When I sat up, after all the gadgets were removed from my body I was dizzy. The whole room was spinning and I had a headache. That made everybody think my blood pressure was too low or I was hypoglycemic. HEY!! You just dumped a shitload of crap into my veins, you'd have a headache and be dizzy too !! The atropine also makes your mouth dry, so my tongue kept sticking to my teeth as I talked.

Tomorrow, a trip to the OB/GYN -- Look for that exam on YouTube.

3 comments:

Donna. W said...

Leave it to Mrs. Linklater to stump the doctors and their machines.

dafyddhevans said...

Dad had a similar issue with sodium. He was in the emergency room for some reason and some doctor perscribed a sodium drip. We told the doctor that it causes his blood pressure to spike. To that statement, the doctor responded "that's not possible" and ordered the drip anyway. Dad's blood pressure did indeed spike, and they took him off of it. "That shouldn't happen..." said the doctor.

My personal favorite involved my daughter's birth.
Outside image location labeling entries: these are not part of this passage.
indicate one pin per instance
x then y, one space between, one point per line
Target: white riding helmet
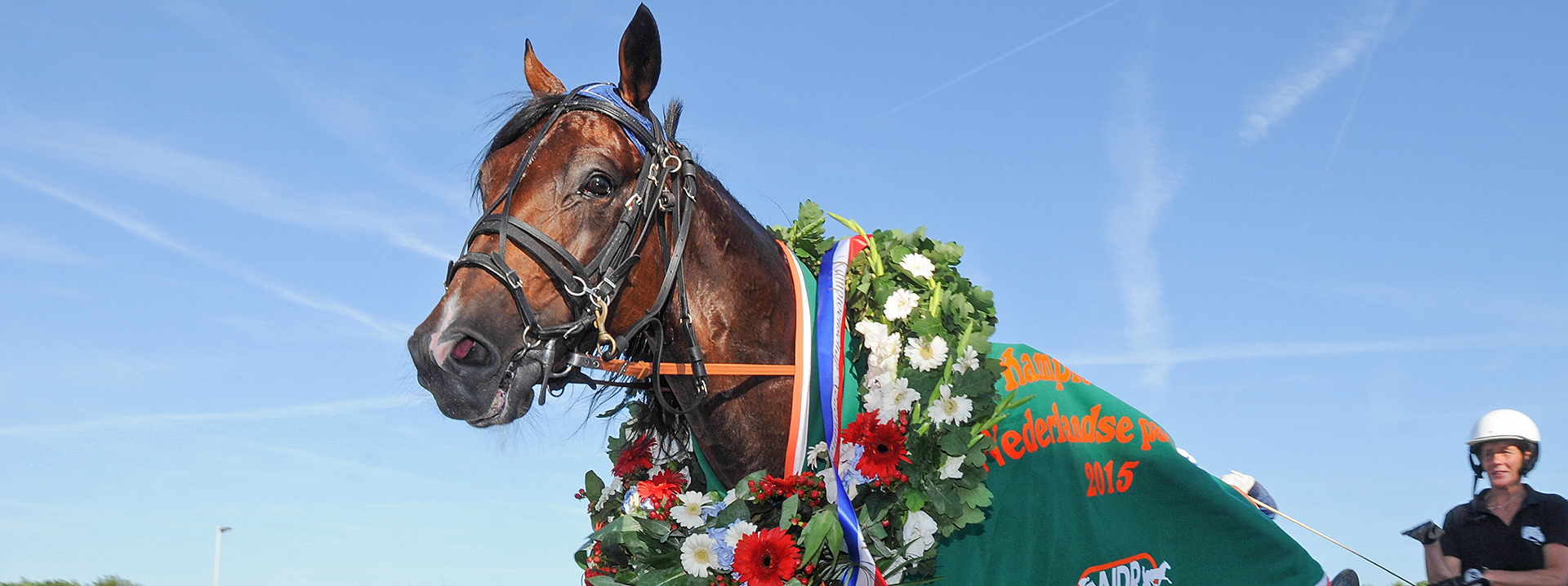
1506 425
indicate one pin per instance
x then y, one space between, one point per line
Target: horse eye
598 185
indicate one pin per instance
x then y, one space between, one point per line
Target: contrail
1302 350
1355 99
148 231
1000 58
1295 88
318 410
1148 182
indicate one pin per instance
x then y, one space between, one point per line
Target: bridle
662 195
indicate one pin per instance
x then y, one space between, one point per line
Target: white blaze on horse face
443 350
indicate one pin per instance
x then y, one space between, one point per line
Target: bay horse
603 235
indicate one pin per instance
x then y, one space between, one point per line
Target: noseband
664 195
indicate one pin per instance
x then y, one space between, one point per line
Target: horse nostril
470 351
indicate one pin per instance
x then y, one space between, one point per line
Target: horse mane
521 117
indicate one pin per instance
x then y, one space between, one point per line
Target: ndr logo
1137 570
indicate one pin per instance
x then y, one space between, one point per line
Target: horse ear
540 78
640 58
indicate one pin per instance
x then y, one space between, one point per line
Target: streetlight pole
216 553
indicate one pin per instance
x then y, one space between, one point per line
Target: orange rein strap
647 369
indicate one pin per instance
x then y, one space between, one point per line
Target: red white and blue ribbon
831 325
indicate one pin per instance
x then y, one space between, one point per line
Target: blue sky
1314 240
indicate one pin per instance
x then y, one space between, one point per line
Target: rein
664 195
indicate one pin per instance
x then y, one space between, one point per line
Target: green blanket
1092 492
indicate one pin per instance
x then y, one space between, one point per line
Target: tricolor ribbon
831 323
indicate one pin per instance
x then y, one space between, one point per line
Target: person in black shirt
1509 535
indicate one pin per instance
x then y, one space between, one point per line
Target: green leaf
742 489
662 577
976 497
593 486
654 528
816 531
956 442
787 511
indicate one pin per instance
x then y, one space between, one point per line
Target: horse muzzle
474 381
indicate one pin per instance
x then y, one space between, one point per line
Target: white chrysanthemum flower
951 410
901 303
968 362
877 380
872 332
888 350
737 530
849 472
698 557
894 400
875 400
925 354
920 533
690 509
951 468
817 451
918 265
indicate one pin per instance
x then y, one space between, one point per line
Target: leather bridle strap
642 371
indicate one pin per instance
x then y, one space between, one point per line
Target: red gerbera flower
765 558
883 446
668 477
635 456
657 492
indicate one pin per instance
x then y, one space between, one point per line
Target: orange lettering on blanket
1040 433
1106 478
1024 369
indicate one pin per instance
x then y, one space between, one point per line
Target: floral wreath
911 461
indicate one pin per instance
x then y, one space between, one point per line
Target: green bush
109 580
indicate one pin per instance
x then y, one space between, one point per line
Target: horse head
557 185
601 238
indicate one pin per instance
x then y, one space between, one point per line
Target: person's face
1501 461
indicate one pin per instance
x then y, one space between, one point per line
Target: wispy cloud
1148 182
1329 61
1300 350
131 221
318 410
998 58
334 110
20 243
216 180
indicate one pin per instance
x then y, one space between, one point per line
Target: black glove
1471 577
1426 533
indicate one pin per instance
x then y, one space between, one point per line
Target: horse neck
739 282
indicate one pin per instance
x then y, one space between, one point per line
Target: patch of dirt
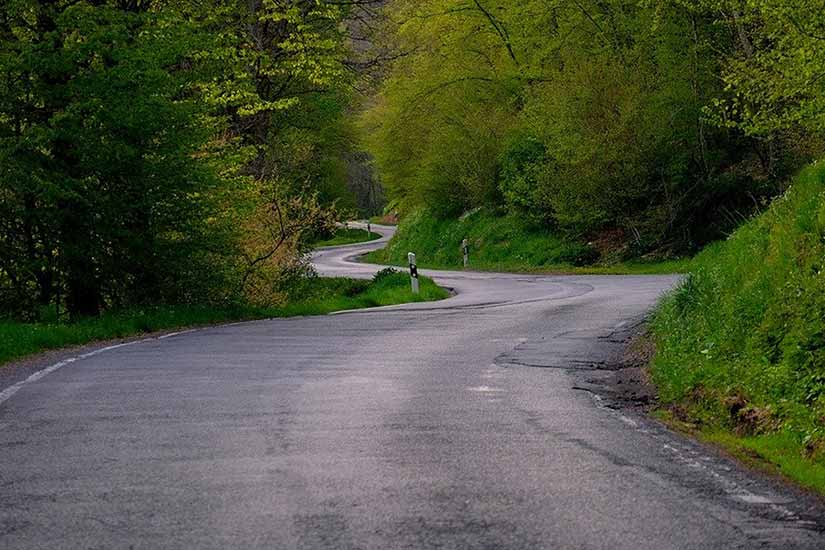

She was a bit in the offing, so the doctors thought it would be prudent to put a probe on her head. I reminded them that my wife's water hadn't broken. They suggested I was nuts; and then, when they realized it hadn't, they said "they would have found out eventually."

Take copious notes and speak up, becuase these freaks don't keep track.

emmapeelDallas said...

Yes, David's advice is excellent, and if possible, have someone in the hospital with you, as your advocate, at all times.